Monday, March 17, 2008

The Ever Evolving Human Genome

In another article (from the Archaeology Magazine) about a conversation between the reporter, Zach Zorich and John Hawks (assistant professor from the University of Wisconsin), I found some interesting facts about human evolution. Apparently, the evolution of humans has not stopped, on the other hand it has been speeding up for...let me see...the past 50,000 years! If your teacher told you that humans had stopped evolving...well...sorry but they were wrong. In those 50,000 years, the human body, brain and teeth have become smaller. Not to mention other things as well.
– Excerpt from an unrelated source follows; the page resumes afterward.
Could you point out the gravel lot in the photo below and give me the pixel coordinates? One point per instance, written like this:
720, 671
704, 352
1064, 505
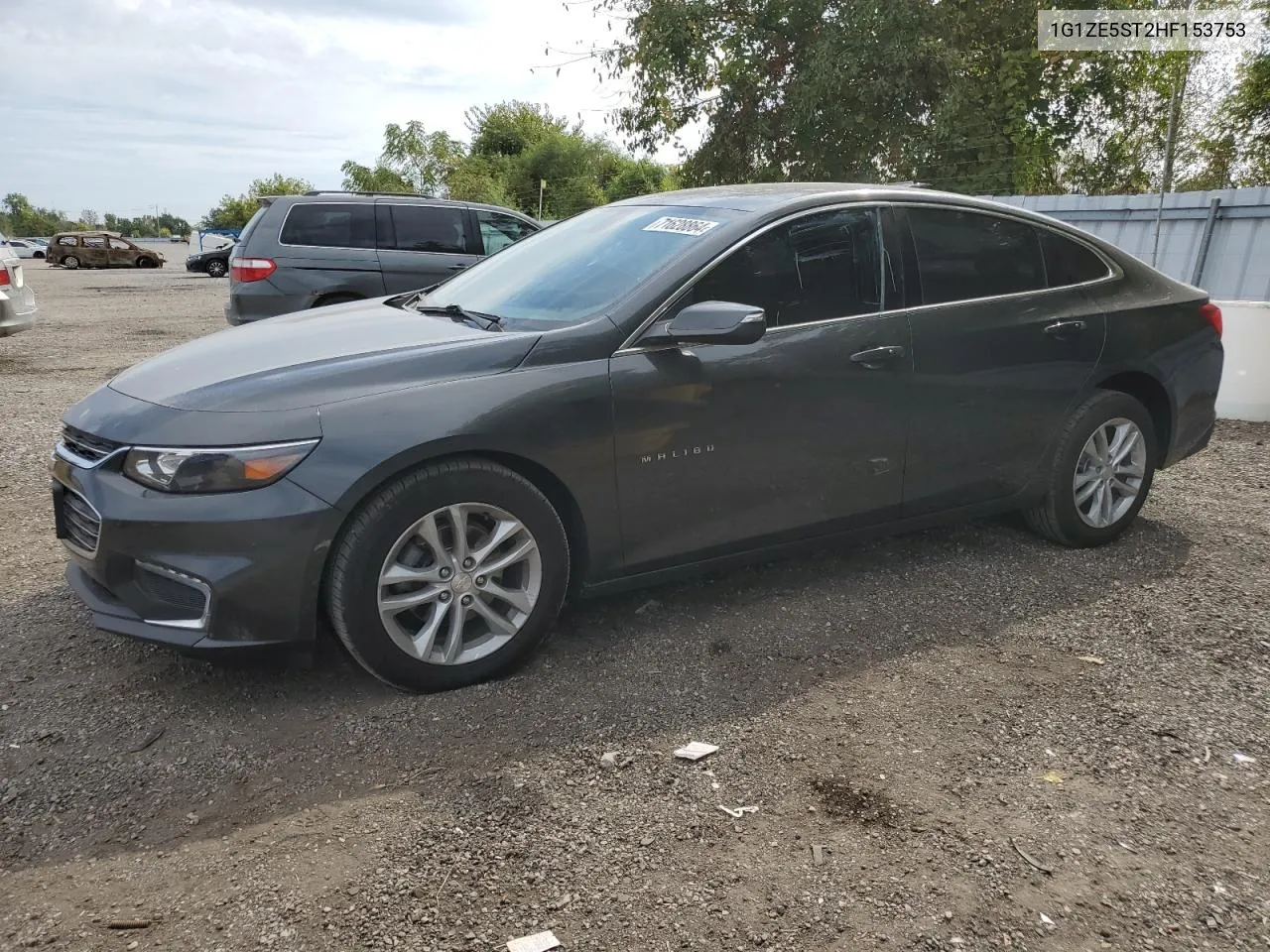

Actually when they counted all the mutations in those 50,000 years they found that there were about 3,000! Amazing.

It was also interesting to find out that our language gene (FOXP2) could be a relatively recent gene. This gene could have started in ancient Neanderthals and was then passed on to the modern human. If that is so, evolution has won again!! But this is only a prediction, the FOXP2 gene could also have been developed in modern humans and passed on the Neanderthals, or maybe we are all wrong and FOXP2 is a very old gene.

This study helps us grasp a problem that has been laid out before scientists--what actually explains race. When explaining race by talking about environments experienced in the past, makes more sense than explaining race using 19th century ideas (racial relationships) which don't make much sense from the evolutionary point of view. The idea that there are genetic differences because of environments experienced in the past and demographic growth makes the most sense.